There are two issues when reproducing the experiments.
baseline (P-zero)
The P-zero acc of LLaMA2 on KAssess is only 35.22%, much lower than the paper's 50.00%.
(sampling_params = SamplingParams(temperature=0.0, top_p=0.1, max_tokens=10))
{"success": 0.35215812827753123}
search
I notice that when qs are multiple questions, the output will be a new sentence instead of the answer to the origin question. For example:
qs
0 = 'Estelita Rodriguez was an accomplished'
1 = 'Estelita Rodriguez was known for being a'
2 = 'Estelita Rodriguez pursued a career as a'
3 = 'Estelita Rodriguez was a'
tokenizer.decode(curr_q_tensor)
0 = 'Estelita Rodriguez was an accomplished</s></s></s></s>'
1 = 'Estelita Rodriguez was known for being a</s></s>'
2 = 'Estelita Rodriguez pursued a career as a</s>'
3 = 'Estelita Rodriguez was a</s></s></s></s></s>'
tokenizer.decode(decode_toks)
0 = '<s> Estelita Rodriguez was an accomplished actress'
1 = '<s>\n Estelita Rodriguez was known for'
2 = '<s>\nEstelita Rodriguez was a Cub'
3 = '<s> She was born on August 23, '
However, when qs is one question, the output is the answer of the question, for example:
qs
0 = 'Estelita Rodriguez was an accomplished'
tokenizer.decode(curr_q_tensor)
0 = 'Estelita Rodriguez was an accomplished'
tokenizer.decode(decode_toks)
0 = ('actress who was best known for her roles in the TV')
Is it due to the pad strategy?
Generating a new question instead of answering the original question affects the success rate of matching answers, right?
The difference in the baseline result mainly comes from the length of the generated answer, which is the max_tokens in the sampling parameter of line 191. You can try using a longer response length like 50.
There are two issues when reproducing the experiments.
baseline (P-zero)
The P-zero acc of LLaMA2 on KAssess is only 35.22%, much lower than the paper's 50.00%. (
sampling_params = SamplingParams(temperature=0.0, top_p=0.1, max_tokens=10)

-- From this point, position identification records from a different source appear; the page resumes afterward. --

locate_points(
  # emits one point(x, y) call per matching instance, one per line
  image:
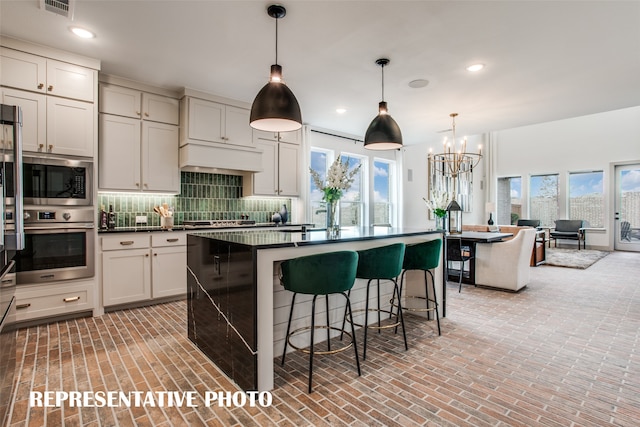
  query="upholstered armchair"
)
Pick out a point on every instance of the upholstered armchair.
point(505, 265)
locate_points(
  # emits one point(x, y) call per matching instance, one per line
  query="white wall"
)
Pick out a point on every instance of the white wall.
point(594, 142)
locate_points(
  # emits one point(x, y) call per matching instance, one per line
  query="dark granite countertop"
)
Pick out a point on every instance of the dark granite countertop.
point(148, 229)
point(264, 239)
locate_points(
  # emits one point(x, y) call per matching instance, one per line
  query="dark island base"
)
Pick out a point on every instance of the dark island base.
point(222, 307)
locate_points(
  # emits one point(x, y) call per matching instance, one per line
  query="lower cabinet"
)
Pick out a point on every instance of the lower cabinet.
point(143, 266)
point(53, 299)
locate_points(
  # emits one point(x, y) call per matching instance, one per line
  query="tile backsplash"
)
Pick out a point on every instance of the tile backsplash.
point(202, 196)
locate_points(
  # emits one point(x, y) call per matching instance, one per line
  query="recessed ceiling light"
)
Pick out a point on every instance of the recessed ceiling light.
point(82, 33)
point(475, 67)
point(418, 83)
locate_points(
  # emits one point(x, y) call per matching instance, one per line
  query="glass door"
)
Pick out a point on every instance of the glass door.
point(627, 205)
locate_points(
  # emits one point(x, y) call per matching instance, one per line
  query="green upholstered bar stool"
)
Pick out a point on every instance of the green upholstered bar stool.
point(382, 263)
point(423, 256)
point(321, 274)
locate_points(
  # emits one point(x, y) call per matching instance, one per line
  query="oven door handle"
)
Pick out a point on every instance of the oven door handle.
point(60, 227)
point(5, 270)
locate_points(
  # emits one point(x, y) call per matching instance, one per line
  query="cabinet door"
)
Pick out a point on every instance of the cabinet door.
point(119, 153)
point(294, 137)
point(205, 120)
point(120, 101)
point(169, 271)
point(34, 121)
point(69, 127)
point(289, 170)
point(161, 109)
point(22, 70)
point(70, 81)
point(160, 162)
point(266, 182)
point(126, 276)
point(237, 130)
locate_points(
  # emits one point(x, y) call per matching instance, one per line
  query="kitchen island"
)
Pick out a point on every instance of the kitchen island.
point(237, 310)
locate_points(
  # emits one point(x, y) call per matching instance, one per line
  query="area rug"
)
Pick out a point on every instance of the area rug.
point(573, 258)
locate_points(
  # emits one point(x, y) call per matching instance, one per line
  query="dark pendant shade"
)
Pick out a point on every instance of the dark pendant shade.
point(275, 108)
point(383, 133)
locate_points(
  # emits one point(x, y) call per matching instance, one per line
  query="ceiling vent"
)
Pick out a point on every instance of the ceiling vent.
point(59, 7)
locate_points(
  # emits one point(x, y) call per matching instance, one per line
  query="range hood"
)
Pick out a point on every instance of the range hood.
point(217, 158)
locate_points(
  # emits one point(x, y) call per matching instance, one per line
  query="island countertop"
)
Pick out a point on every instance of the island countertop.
point(274, 238)
point(237, 309)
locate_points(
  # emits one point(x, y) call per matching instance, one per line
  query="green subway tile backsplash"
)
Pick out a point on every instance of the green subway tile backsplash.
point(202, 196)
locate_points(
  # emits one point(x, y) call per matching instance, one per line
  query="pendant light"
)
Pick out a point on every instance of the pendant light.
point(276, 108)
point(383, 132)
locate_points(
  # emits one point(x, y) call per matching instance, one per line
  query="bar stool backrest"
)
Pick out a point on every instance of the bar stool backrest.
point(384, 262)
point(422, 256)
point(320, 274)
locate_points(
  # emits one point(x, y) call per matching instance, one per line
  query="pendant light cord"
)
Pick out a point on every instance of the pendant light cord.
point(276, 40)
point(382, 65)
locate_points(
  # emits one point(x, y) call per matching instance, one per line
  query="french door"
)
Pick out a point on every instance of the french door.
point(627, 205)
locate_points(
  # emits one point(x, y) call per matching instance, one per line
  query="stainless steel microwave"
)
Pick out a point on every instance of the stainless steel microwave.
point(55, 181)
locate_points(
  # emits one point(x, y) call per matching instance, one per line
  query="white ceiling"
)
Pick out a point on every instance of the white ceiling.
point(545, 60)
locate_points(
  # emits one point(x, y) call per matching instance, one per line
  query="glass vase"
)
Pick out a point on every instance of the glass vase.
point(333, 220)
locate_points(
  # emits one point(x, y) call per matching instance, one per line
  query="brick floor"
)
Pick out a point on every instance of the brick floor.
point(562, 352)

){"success": 0.35215812827753123}
search
I notice that when qs are multiple questions, the output will be a new sentence instead of the answer to the origin question. For example:
However, when qs is one question, the output is the answer of the question, for example:
Is it due to the pad strategy? Generating a new question instead of answering the original question affects the success rate of matching answers, right?